Sunday, January 20, 2008

Edward Bond's THE SEA ... and memory


Edward Bond's THE SEA is being revived at the Theatre Royal Haymarket. I first saw his work as a sixteen year-old, a production of SAVED in which a baby was battered to death in a pram in a Leicester Haymarket studio production, and came away so affected that the police pulled my moped in on the journey home for going through a red light.
THE SEA has long been a favourite play of mine. My personal 'truth' of Shakespeare is that he explores the nature of growing up on an island, and needing to break free of its shores in order to lose native prejudices. Our island, our 'Albion', is viewed as a stage which is used as a metaphor for all of life ... 'all the world's a stage'. Such characters as Cordelia are true to themselves and so are forced into exile, and returning to these shores and straitened human values means they die.
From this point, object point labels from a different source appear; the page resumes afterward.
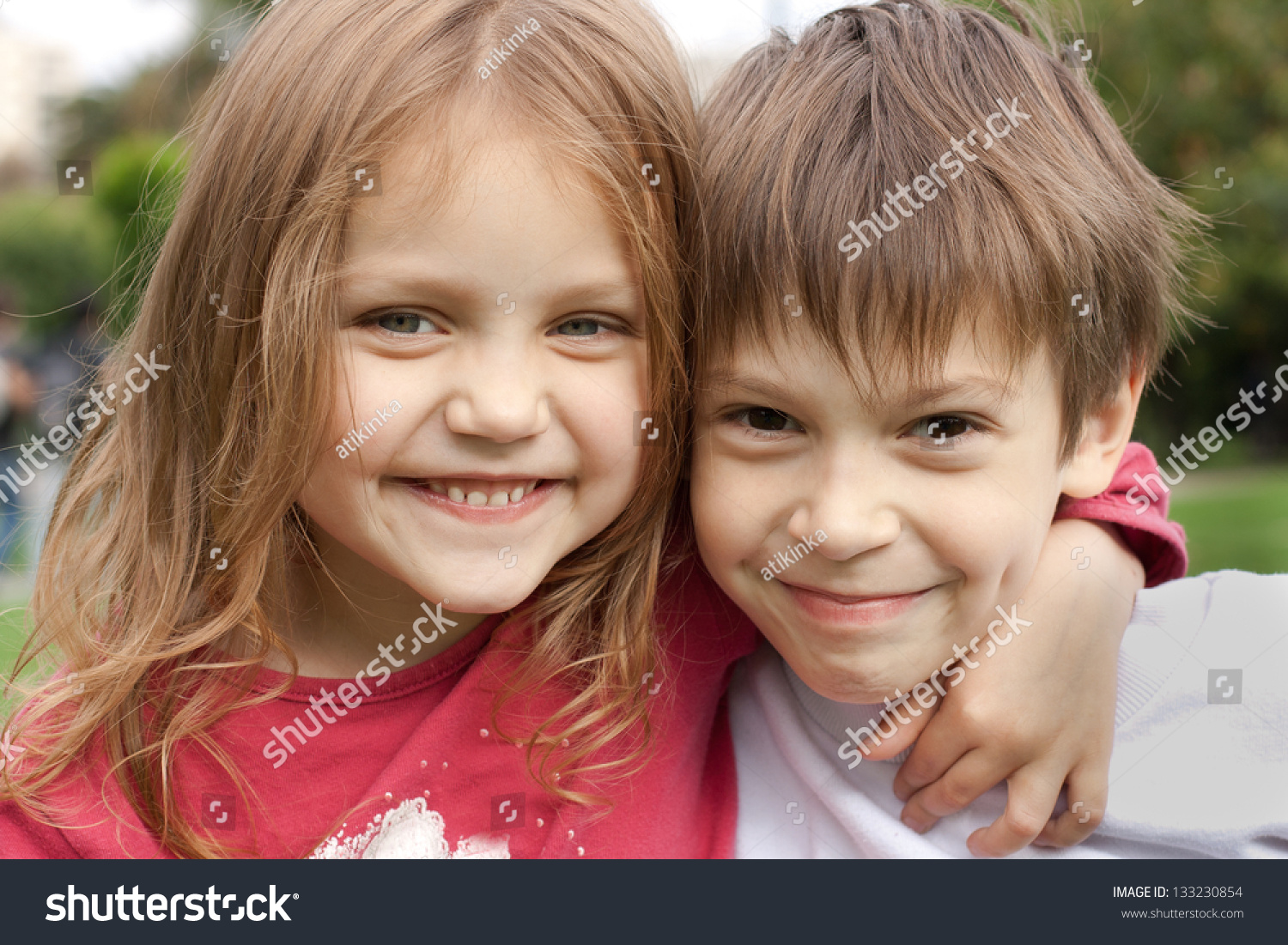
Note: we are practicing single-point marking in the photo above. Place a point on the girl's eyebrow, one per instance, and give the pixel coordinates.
(381, 286)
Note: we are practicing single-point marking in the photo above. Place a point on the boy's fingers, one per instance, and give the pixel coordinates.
(961, 784)
(1030, 796)
(939, 747)
(1089, 798)
(906, 733)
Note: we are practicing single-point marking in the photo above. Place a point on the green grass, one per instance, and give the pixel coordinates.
(1236, 519)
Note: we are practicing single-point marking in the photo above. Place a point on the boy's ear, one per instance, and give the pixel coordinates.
(1105, 435)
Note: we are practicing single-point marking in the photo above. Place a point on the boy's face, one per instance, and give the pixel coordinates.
(925, 512)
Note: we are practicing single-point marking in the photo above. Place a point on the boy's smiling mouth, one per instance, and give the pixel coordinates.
(829, 607)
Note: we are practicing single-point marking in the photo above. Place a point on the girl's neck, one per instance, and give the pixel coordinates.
(339, 626)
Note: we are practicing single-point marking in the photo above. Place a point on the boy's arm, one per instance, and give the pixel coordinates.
(1041, 713)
Lear too dies, howling on the shore, yearning to escape. Blind Gloucester marches toward a cliff, longing to step from the island and out of his life. I explore such island themes in my own writings, and Bond's THE SEA is our best exploration 20th century of it. (It's quite telling that Bond also reworked King Lear, as his LEAR.) So I jumped to Saturday's performance (watch out for the 35 pound seats on the front row of the upper circle, from where you can't see a thing unless you grab the rail and lean over the balcony). The performance is in previews it seems and is still coming up to speed. David Haig is the highlight, terrific as Hatch, the mad draper. Eileen Atkins somehow lags behind the pace as Mrs Raffi, remembering the lines and striking the attitudes but hardly commanding.
I studied the play years ago. Had I read it so well that I remembered a wondrous production? I was beginning to think so, till my sister reminded me we had seen Judi Dench play the splendid Mrs Raffi role. That was in a Sam Mendes 1990 production at the National Theatre, so 18 years ago. 18 years seems to render me forgetful but that's maybe not so drastic since it's a lifetime for some - today was the family celebration of my nephew Max's 18th birthday.
I best remember the play for two great characters and three great scenes (the rehearsing of an amateur dramatic production; the draper flashing shears around rolls of cloth; the magnificent scattering of the ashes as hymns are played by the shore). The long speech of the hermit Evens at the end, fine as it is, rather knocks the dramatic stuffing out of the piece. Evens knows what he says may sound grand but amounts to nothing more than a hill of beans, and the production snaps shut as our putative young lovers make plans for running away.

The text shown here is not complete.